À l’approche de la saison estivale, période traditionnellement marquée par une forte affluence de mariages, de nombreuses voix s’élèvent dans le secteur de l’événementiel pour dénoncer des pratiques jugées déloyales et préoccupantes. Au cœur des critiques : l’influence grandissante d’une “neggafa” basée à Rabat, devenue incontournable dans l’organisation des cérémonies de mariage, mais dont les méthodes suscitent un malaise croissant parmi les professionnels.

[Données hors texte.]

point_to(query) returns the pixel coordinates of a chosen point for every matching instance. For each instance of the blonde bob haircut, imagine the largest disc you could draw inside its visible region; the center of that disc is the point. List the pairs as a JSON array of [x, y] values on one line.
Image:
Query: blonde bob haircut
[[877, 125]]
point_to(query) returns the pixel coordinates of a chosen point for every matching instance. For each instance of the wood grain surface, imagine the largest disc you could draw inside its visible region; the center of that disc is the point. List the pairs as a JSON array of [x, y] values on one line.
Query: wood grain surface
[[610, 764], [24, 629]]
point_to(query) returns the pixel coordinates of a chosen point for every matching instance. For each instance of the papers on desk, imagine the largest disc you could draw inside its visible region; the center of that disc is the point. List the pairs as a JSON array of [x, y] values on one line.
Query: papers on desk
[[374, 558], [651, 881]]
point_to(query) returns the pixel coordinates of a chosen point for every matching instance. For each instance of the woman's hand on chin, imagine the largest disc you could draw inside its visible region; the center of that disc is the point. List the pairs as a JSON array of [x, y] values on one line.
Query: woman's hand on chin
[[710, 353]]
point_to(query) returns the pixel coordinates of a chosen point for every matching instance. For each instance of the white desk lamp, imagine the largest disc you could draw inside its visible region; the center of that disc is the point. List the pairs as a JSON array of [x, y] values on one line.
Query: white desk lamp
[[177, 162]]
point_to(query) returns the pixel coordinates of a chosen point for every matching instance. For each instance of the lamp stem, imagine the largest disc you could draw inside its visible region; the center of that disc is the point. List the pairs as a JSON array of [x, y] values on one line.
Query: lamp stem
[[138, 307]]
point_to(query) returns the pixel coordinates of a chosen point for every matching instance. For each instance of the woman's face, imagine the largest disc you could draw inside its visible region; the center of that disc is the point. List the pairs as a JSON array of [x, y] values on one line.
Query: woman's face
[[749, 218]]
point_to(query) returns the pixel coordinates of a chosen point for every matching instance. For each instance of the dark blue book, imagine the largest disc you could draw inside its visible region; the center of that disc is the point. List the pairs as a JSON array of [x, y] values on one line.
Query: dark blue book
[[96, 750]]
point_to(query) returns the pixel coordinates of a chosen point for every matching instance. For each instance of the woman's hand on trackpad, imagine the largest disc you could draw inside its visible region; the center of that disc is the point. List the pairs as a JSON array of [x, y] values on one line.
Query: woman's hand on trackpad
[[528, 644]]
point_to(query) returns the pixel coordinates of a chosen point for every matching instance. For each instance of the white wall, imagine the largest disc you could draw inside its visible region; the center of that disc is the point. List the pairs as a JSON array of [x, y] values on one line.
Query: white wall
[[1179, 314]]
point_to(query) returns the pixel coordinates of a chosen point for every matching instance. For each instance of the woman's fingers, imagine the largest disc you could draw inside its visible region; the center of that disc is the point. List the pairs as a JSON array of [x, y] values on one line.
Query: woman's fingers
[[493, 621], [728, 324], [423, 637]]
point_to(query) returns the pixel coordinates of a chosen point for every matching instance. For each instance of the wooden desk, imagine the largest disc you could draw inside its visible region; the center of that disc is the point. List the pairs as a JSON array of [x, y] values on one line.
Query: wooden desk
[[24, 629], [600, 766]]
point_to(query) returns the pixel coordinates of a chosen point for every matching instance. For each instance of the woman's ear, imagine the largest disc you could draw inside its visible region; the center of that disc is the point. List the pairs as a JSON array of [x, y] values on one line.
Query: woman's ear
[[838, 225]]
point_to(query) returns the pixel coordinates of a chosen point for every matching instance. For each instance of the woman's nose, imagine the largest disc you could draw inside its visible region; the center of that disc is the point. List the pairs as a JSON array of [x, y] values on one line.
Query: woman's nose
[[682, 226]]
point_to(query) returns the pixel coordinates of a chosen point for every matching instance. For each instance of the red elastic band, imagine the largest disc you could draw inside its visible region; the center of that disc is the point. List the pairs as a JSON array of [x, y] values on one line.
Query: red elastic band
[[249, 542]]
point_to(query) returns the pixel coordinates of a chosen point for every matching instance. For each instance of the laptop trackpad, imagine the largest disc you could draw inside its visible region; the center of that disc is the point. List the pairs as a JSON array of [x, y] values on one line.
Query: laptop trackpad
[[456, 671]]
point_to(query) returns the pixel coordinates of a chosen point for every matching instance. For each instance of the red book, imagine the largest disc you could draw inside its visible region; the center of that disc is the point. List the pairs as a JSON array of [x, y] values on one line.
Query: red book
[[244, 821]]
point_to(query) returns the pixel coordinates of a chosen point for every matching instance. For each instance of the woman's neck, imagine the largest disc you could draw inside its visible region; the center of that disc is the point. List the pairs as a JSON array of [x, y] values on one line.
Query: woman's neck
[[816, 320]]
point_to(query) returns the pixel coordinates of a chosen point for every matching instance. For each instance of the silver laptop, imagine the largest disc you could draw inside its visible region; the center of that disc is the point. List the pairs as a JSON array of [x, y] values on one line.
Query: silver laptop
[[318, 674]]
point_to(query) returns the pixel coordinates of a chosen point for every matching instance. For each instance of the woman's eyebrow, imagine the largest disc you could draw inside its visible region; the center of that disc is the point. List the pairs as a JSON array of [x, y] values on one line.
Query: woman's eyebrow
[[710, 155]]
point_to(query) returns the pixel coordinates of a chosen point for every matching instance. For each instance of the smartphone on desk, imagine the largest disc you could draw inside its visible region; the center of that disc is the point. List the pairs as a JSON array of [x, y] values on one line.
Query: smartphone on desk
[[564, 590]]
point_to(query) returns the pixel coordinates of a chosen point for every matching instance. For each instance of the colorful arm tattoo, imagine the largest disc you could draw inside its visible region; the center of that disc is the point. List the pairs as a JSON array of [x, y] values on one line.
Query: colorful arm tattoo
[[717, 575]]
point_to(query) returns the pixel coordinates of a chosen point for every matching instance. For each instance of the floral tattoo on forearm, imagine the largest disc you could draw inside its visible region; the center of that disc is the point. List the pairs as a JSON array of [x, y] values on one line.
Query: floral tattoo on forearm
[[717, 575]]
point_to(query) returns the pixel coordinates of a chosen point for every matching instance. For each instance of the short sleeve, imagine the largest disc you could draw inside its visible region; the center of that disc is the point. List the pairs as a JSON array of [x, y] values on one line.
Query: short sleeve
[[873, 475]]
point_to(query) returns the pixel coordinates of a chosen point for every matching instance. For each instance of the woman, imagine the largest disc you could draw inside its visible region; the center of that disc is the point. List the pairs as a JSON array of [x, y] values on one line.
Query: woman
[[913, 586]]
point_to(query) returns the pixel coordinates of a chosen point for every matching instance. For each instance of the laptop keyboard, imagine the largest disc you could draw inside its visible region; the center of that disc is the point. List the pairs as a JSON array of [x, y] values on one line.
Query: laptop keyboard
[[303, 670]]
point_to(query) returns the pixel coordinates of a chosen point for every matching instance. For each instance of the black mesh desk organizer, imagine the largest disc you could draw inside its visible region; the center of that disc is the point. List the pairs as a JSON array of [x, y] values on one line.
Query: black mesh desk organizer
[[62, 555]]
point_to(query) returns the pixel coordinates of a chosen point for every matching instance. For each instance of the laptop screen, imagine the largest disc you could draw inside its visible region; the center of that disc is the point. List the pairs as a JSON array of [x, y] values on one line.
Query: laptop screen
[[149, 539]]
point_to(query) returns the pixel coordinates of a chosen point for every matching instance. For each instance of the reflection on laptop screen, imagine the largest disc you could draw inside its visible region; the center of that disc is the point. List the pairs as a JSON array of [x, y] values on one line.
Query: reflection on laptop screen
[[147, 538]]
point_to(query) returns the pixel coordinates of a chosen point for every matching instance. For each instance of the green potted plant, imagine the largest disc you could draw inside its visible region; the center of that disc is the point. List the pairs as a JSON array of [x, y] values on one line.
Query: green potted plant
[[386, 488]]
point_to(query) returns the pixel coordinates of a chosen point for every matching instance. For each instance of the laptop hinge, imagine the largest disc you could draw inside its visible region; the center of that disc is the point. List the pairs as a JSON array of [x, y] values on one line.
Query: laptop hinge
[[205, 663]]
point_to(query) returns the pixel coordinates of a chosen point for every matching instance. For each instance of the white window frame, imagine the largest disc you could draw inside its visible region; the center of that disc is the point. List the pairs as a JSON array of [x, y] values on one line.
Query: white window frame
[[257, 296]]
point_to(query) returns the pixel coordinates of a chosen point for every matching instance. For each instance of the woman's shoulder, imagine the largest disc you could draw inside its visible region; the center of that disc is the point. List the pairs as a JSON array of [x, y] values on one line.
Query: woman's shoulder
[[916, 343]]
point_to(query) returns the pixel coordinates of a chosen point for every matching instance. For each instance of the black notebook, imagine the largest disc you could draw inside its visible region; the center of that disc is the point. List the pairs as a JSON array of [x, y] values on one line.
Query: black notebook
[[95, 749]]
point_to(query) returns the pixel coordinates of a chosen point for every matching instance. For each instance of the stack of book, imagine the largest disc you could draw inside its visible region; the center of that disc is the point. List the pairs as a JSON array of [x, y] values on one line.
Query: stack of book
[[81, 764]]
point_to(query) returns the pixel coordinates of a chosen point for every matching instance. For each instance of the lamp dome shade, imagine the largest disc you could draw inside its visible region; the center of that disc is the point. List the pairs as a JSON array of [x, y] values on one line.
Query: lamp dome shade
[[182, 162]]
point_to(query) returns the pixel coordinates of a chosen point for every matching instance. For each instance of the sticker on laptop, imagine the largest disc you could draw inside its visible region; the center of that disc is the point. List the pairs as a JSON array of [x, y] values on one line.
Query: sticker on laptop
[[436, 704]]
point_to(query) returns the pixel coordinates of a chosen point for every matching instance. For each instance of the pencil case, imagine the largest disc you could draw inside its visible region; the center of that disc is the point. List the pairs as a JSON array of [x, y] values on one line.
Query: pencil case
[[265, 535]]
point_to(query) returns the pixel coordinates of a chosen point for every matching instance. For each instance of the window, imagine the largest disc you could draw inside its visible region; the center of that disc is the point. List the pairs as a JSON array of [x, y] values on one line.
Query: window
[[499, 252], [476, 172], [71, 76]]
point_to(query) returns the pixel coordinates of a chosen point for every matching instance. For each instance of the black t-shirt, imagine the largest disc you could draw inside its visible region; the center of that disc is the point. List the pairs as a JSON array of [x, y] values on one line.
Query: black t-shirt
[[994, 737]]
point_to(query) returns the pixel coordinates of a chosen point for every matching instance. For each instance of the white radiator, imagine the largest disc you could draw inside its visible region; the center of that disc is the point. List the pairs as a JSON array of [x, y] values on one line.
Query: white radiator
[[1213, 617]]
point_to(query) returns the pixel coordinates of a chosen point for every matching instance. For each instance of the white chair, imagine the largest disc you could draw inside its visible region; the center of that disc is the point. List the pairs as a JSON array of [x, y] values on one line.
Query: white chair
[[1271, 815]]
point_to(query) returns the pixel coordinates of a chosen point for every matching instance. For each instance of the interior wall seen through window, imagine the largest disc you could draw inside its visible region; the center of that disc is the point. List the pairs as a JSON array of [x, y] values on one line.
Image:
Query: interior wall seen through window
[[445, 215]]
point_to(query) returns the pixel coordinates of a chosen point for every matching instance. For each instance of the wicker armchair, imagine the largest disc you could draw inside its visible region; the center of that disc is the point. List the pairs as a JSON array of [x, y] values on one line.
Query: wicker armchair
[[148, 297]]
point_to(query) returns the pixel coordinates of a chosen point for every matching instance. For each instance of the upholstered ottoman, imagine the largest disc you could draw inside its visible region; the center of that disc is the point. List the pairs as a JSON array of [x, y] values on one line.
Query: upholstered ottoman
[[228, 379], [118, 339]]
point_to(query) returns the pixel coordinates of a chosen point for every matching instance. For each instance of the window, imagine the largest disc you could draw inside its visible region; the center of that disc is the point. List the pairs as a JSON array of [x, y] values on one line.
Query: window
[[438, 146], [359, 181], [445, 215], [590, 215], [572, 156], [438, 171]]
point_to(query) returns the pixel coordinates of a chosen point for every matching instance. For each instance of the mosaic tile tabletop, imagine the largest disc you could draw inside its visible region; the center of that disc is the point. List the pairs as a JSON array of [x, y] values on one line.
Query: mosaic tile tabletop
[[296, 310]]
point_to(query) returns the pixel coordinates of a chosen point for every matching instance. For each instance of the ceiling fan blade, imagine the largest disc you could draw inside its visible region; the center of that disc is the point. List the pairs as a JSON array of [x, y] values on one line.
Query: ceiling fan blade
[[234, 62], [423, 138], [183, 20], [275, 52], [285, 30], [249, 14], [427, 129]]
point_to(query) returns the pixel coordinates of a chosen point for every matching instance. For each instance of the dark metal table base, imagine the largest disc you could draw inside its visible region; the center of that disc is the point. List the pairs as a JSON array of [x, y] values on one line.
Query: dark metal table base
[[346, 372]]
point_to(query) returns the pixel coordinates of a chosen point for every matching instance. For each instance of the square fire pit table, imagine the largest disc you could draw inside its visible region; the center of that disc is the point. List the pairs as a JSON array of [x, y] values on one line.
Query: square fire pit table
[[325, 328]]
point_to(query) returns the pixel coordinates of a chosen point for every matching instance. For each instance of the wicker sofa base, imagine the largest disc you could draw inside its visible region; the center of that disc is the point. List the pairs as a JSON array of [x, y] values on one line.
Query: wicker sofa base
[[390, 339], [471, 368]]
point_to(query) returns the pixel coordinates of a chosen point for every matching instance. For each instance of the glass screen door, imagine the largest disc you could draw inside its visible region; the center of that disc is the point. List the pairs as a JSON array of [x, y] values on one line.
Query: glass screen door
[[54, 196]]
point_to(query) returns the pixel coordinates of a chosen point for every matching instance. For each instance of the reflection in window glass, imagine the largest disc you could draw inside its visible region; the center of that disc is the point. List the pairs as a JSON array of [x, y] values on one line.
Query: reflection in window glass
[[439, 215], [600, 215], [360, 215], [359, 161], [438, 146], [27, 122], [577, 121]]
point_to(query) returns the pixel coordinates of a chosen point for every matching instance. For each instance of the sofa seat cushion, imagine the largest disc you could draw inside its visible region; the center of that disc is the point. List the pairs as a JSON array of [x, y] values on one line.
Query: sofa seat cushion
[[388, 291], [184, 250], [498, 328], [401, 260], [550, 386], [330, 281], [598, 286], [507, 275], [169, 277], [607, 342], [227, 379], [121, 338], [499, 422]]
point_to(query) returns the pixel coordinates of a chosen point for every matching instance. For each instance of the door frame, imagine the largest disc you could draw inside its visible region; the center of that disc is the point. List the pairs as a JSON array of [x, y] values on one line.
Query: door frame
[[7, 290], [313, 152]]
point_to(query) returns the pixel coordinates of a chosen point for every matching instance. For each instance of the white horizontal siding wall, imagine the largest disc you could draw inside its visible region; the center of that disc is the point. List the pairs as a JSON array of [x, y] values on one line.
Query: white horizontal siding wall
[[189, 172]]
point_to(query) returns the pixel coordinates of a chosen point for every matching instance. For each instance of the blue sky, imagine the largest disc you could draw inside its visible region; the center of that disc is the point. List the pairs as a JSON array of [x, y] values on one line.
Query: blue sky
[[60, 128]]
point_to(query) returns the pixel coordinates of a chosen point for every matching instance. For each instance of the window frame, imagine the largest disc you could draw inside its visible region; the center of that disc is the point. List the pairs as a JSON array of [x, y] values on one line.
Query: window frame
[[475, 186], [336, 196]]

Selon plusieurs témoignages concordants, cette figure imposerait un véritable réseau fermé de prestataires – traiteurs, orchestres, photographes ou décorateurs – qu’elle recommande systématiquement aux futurs mariés. Derrière cette sélection se cacherait un système de commissions, perçues en échange de placements, au détriment d’une concurrence saine et transparente. Une pratique d’autant plus contestée lorsqu’elle s’accompagne de propos dénigrants à l’égard d’autres prestataires, portant atteinte à leur réputation pour mieux favoriser son propre cercle.
Le phénomène prend une ampleur particulière avec l’utilisation massive des réseaux sociaux, notamment Instagram, où des mariages soigneusement mis en scène sont diffusés à grande échelle. Ces images séduisantes contribuent à vendre un rêve aux futures mariées, souvent peu enclines à remettre en question les recommandations imposées, ni à négocier les tarifs ou les choix artistiques.
Plus inquiétant encore, certaines sources évoquent un véritable monopole informel. Cette « Neggafa » serait capable de gérer jusqu’à huit à dix mariages par soirée, avec des équipes largement acquises à son système. Les prestataires intégrés à ce réseau reverseraient une part de leurs revenus, créant une mécanique bien huilée, décrite par certains comme une “mafia de mariage”.
Les conséquences sont lourdes pour de nombreux artistes et professionnels indépendants, aujourd’hui marginalisés. Ceux qui refusent d’adhérer à ce modèle se retrouvent exclus des circuits, parfois même confrontés à des obstacles lors des événements : retards, perturbations ou pressions indirectes sur les familles.
Enfin, des zones d’ombre subsistent quant à la traçabilité des revenus générés par ces activités, dont les montants hebdomadaires seraient, selon certaines estimations, largement supérieurs au million de dirhams. De tels flux financiers, s’ils échappent effectivement à tout circuit déclaratif, mériteraient une attention particulière des services compétents afin de garantir le respect des obligations fiscales et d’assurer une régulation équitable du secteur.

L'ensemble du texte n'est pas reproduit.